Bumbling, awkward and entirely orange-haired, his Tim makes up for his lack of suave with the good decision-making skills rare in a rom-com male. But the story is larger than the affable romance at its core, it’s about family; how families come together, depend on each other, and, ultimately, how parents pass the torch to their offspring. Like a good-natured Butterfly Effect, the most emotionally pungent material is unearthed in Gleeson and Nighy’s father-son relationship, so much so that, it might earn a sniffle, maybe even a tear or two from those apt to be touched by emotional films.

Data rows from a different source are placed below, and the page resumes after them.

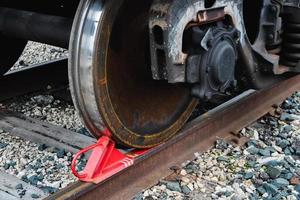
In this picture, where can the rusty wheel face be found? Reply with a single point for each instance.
(110, 76)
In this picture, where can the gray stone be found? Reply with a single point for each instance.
(3, 145)
(273, 172)
(222, 158)
(281, 182)
(19, 186)
(252, 150)
(283, 143)
(42, 147)
(264, 176)
(297, 188)
(35, 196)
(185, 189)
(261, 190)
(270, 188)
(248, 175)
(173, 186)
(287, 176)
(265, 152)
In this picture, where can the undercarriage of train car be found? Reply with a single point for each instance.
(140, 67)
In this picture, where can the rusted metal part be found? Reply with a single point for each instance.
(110, 76)
(197, 136)
(34, 78)
(258, 58)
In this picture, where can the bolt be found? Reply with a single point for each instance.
(209, 43)
(274, 9)
(271, 36)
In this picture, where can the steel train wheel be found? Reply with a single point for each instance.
(11, 50)
(110, 76)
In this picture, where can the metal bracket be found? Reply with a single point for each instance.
(105, 160)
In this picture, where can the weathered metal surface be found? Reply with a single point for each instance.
(110, 76)
(197, 136)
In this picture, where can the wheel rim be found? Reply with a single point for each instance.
(114, 88)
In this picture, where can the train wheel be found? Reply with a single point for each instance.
(11, 50)
(110, 76)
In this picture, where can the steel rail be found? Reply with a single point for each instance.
(199, 135)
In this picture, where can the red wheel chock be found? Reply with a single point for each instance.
(104, 161)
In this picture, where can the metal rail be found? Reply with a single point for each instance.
(197, 136)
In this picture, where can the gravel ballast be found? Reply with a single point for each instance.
(266, 167)
(36, 53)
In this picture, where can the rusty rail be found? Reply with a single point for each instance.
(197, 136)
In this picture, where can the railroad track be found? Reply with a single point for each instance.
(199, 135)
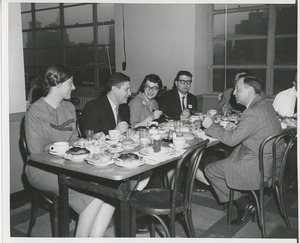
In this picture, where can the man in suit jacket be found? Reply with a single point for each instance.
(240, 170)
(178, 103)
(109, 111)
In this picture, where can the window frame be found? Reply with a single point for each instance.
(270, 64)
(62, 28)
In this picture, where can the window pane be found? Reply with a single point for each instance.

Regardless of its breezy premise and total lack of a bad bone in its body, this is the sparse romantic drama that totally works. Brushing off the sleazy staples of modern day rom-coms – the hunky leads, reheated man-wrong-woman, woman-wrong-man clichés, and snarky, obnoxious best friends – Richard Curtis has found something far more earnest, good intentioned and true. With an archer’s marksmanship, he manages to land a bullseye in our emotional main vein on a number of occasions. However coated with a healthy layer of rose-colored glaze, About Time is bold enough to be a nice guy amongst an army of grit and cavalier cool. This time though, nice guys don’t finish last.